Image & Video

MRI-Eval: A Tiered Benchmark for Evaluating LLM Performance on MRI Physics and GE Scanner Operations Knowledge

Frontier models score 97% on MCQ but drop to 14% on GE scanner recalls...

Deep Dive

A new benchmark called MRI-Eval is putting LLMs through a rigorous test of MRI physics and GE scanner operations knowledge — and the results reveal a stark gap between multiple-choice bravado and real recall. Developed by Perry E. Radau, the benchmark includes 1,365 scored items across nine categories and three difficulty tiers, sourced from textbooks, GE scanner manuals, programming course materials, and expert-generated questions. Five model families were evaluated: GPT-5.4, Claude Opus 4.6, Claude Sonnet 4.6, Gemini 2.5 Pro, and Llama 3.3 70B.

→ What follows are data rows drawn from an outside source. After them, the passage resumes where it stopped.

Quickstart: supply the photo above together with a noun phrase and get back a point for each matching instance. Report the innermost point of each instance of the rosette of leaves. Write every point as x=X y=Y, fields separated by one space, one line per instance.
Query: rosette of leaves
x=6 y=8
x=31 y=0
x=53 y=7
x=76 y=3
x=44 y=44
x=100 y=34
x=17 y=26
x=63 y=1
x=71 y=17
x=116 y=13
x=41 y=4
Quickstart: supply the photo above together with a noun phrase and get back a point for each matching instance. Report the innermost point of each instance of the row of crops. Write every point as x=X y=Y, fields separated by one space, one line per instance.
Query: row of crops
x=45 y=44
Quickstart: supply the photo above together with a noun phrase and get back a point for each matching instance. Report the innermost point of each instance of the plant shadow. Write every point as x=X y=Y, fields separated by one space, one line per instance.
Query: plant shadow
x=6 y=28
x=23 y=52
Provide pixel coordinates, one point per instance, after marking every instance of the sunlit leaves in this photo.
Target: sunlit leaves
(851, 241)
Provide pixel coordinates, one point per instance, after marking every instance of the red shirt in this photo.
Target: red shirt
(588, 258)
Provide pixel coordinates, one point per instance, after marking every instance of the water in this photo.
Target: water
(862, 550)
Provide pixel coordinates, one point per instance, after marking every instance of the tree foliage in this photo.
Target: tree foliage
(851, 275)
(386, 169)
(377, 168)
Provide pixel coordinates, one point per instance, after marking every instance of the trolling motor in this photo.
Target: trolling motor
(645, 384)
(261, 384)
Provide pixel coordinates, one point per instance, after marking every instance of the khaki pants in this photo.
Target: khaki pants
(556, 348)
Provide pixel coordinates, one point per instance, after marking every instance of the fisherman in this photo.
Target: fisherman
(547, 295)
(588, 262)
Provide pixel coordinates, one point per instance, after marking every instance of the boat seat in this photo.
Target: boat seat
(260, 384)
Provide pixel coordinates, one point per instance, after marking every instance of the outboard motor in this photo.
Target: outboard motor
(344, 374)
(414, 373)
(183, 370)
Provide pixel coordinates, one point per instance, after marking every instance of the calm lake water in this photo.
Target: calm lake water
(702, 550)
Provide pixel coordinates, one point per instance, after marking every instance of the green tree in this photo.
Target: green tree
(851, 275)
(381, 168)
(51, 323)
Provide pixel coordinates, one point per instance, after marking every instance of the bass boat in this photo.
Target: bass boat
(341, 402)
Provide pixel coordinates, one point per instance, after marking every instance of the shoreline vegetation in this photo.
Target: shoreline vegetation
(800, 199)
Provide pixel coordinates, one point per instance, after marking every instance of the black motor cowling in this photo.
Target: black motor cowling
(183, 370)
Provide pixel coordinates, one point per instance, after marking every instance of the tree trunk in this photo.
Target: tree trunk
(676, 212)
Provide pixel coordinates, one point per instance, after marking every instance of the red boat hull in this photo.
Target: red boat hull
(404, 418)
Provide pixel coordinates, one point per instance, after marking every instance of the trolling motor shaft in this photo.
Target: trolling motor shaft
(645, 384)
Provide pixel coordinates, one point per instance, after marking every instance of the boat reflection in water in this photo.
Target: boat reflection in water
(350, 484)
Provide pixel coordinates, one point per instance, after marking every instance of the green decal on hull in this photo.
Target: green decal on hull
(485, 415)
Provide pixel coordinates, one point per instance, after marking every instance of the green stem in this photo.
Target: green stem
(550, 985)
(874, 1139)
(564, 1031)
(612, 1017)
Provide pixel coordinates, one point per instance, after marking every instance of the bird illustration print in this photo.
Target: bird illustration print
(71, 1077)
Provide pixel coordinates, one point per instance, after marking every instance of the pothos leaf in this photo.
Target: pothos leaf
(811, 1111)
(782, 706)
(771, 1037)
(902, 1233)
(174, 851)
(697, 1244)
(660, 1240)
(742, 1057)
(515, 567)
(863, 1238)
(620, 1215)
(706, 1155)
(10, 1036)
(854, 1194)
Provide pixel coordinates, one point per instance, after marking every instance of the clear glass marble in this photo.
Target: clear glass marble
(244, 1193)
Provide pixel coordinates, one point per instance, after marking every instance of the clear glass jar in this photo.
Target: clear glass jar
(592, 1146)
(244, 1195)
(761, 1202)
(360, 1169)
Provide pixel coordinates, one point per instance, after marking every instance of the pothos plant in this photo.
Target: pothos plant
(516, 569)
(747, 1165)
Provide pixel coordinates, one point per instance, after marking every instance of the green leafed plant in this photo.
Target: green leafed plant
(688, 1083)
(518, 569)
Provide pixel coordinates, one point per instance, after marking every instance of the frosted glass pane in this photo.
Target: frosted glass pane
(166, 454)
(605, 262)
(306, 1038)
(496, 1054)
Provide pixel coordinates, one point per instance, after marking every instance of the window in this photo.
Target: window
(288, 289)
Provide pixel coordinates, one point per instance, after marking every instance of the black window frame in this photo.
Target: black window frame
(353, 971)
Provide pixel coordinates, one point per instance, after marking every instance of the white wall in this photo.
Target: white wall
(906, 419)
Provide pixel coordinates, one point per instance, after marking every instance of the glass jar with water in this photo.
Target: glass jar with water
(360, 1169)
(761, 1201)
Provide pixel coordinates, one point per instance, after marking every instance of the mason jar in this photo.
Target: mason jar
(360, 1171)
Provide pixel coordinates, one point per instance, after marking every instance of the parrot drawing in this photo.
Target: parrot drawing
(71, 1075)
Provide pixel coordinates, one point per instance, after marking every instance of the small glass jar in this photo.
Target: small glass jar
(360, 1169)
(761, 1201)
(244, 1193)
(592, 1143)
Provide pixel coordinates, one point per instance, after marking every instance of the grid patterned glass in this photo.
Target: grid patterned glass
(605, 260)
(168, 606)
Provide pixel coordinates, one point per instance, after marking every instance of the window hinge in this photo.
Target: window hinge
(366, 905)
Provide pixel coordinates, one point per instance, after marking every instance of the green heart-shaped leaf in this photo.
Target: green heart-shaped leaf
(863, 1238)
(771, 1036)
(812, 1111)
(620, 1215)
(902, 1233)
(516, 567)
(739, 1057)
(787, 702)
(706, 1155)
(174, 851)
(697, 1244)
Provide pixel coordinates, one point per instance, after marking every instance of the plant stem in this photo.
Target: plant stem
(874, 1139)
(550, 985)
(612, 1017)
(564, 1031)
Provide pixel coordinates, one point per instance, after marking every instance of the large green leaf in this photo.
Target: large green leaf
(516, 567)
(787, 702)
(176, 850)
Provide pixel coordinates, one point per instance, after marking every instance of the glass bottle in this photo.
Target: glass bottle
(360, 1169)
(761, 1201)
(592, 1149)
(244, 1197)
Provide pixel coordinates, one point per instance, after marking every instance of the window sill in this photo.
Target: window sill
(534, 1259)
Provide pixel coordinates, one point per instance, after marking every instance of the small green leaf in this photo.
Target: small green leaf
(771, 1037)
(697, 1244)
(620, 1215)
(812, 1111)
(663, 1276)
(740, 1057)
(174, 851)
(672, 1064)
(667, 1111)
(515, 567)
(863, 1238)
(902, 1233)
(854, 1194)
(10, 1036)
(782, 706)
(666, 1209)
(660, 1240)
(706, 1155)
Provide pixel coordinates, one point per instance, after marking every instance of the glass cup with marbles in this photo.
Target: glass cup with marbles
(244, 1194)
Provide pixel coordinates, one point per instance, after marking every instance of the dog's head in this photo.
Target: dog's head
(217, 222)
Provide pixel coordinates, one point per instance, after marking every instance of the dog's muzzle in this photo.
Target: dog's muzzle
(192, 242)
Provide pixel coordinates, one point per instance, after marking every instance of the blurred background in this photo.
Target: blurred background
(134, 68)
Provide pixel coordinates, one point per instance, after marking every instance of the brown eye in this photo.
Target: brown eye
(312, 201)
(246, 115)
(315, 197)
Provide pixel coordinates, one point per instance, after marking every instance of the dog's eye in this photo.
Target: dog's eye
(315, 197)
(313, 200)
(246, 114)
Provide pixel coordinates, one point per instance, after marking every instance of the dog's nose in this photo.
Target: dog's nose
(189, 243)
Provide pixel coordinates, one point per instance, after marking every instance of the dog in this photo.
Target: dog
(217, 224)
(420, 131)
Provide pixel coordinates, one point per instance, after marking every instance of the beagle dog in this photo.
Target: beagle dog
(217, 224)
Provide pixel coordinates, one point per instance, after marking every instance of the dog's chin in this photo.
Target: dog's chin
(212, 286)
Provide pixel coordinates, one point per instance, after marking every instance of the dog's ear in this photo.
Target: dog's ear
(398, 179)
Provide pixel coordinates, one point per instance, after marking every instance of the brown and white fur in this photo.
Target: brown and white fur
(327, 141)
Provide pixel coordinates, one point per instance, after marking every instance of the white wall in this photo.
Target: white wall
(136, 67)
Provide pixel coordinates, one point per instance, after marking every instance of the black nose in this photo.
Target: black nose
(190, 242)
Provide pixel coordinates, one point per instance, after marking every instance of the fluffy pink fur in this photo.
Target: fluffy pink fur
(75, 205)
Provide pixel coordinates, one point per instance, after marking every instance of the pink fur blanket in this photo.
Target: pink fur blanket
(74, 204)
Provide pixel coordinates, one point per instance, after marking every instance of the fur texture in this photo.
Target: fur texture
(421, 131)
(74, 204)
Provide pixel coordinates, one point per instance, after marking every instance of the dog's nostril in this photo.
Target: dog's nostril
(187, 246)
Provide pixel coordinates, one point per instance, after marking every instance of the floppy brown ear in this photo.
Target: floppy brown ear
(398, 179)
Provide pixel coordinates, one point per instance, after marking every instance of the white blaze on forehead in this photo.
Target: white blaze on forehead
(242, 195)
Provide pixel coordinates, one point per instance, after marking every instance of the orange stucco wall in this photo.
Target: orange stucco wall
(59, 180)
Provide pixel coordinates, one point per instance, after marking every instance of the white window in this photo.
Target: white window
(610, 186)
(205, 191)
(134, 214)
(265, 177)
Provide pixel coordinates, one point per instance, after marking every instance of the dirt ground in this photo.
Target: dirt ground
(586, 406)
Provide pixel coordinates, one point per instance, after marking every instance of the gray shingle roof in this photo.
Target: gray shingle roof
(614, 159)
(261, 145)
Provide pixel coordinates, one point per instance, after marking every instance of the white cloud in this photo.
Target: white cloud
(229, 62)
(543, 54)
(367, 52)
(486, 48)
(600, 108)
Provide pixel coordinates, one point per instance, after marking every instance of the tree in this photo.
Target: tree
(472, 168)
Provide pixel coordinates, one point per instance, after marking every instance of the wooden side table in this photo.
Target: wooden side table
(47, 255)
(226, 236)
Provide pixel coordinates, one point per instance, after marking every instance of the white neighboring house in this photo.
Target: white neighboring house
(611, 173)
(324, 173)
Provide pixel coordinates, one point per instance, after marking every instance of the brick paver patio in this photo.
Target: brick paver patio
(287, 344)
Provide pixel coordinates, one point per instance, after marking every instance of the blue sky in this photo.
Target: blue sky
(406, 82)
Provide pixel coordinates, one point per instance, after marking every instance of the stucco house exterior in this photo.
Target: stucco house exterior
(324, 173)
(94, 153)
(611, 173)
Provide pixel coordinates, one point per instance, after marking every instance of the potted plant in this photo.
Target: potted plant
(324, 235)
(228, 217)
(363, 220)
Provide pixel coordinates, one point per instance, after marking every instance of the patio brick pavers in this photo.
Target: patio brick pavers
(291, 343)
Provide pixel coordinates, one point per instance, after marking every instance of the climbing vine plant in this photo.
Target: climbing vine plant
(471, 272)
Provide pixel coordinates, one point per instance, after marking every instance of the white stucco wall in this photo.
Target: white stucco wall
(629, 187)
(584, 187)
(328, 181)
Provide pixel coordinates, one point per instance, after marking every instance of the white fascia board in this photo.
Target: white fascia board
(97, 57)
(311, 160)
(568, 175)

On the standard multiple-choice setting, all models performed impressively, with accuracy ranging from 93.2% to 97.1%. But the results flipped when the researchers removed answer options (stem-only testing) and used an independent LLM judge to grade free-text responses. Frontier model accuracy plummeted to 58.4%–61.1%, while Llama 3.3 70B fell to 37.1%. The most telling finding came from the GE scanner operations category, where stem-only accuracy ranged from a dismal 13.8% to 29.8%. This proves that high MCQ scores can mask weak free-text recall, especially for vendor-specific operational knowledge. Radau emphasizes that MRI-Eval is most useful as a relative comparison benchmark rather than an absolute competency measure, and warns against using raw LLM outputs for GE-specific protocol guidance without caution.

Key Points
  • MRI-Eval benchmark: 1,365 items across 9 categories and 3 difficulty tiers from textbooks, GE manuals, and expert questions.
  • MCQ accuracy 93-97% for all models, but stem-only (no options) dropped frontier models to 58-61% and Llama 3.3 70B to 37%.
  • GE scanner operations stem-only accuracy was just 13.8-29.8%, highlighting a major gap in vendor-specific knowledge.

Why It Matters

High LLM MCQ scores can mislead users; free-text recall of vendor-specific knowledge is still dangerously weak.